Regarding neurodegenerative disorders, the overview by Drs. Tampi and Jeste presents evidence supporting the use of behavioral and psychopharmacological strategies for the management of behavioral disturbances and psychotic symptoms in patients with dementia. While the administration of antipsychotics to these patients confers a small increase in mortality risk, the push to decrease their use in the VA nursing home population has been supplanted by other pharmacological agents that are less likely to be effective. We also learn that pimavanserin treatment in PD patients with psychotic symptoms or dementia may be associated with decreased mortality when compared with other atypical antipsychotics. However, this pimavanserin-related advantage appears to be short lived.

From the papers on ASD and fragile X syndrome, we learn about abnormal patterns of brain development during infancy in patients with these disorders. Of particular interest is the finding that alterations in amygdala development can be detected prior to the onset of ASD symptoms, and are also predictive of individual differences in ASD-related deficits in social functioning. Fragile X syndrome infants do not have amygdala abnormalities but instead have alterations in caudate development.
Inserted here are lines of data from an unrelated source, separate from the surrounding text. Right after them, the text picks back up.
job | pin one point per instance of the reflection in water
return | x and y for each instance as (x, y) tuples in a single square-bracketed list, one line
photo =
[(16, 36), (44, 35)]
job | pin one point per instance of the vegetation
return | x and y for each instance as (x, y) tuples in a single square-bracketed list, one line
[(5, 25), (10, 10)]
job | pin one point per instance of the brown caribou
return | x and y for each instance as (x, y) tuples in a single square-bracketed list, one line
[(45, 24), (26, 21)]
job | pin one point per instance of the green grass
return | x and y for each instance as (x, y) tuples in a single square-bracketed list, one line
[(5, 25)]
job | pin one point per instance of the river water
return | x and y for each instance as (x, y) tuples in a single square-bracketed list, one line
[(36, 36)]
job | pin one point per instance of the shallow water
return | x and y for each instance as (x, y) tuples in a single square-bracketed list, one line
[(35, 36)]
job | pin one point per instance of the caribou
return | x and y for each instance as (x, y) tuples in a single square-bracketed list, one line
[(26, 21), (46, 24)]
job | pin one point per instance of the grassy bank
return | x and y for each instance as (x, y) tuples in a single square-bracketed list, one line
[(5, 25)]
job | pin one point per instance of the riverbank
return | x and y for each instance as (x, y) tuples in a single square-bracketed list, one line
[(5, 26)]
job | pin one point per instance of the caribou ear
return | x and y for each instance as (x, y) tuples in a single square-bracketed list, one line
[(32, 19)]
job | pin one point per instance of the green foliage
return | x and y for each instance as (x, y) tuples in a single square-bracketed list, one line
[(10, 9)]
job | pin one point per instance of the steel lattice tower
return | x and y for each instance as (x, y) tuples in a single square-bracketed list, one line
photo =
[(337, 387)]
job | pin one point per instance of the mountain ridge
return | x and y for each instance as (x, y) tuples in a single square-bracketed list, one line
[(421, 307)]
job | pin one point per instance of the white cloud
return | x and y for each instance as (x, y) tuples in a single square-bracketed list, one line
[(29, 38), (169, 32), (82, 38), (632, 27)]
In psychiatry, we work to help patients overcome their symptoms and disabilities at very different stages of their lives, from early childhood to adolescence into adulthood and old age. The papers in this issue of the Journal are focused on illnesses that present at the two ends of the age spectrum, infancy and old age. The papers involving neurodegenerative disorders have important clinical implications for our readership providing evidence supporting the optimal treatment of behavioral disturbances and psychotic symptoms in patients with dementia and PD. The papers on ASD and fragile X syndrome characterize patterns of aberrant neural development, bringing to our awareness the possibility of identifying early-life neural risk markers for these illnesses, as well as treatment strategies instituted prior to the onset of significant symptoms that could target alterations in aberrant neurodevelopmental processes.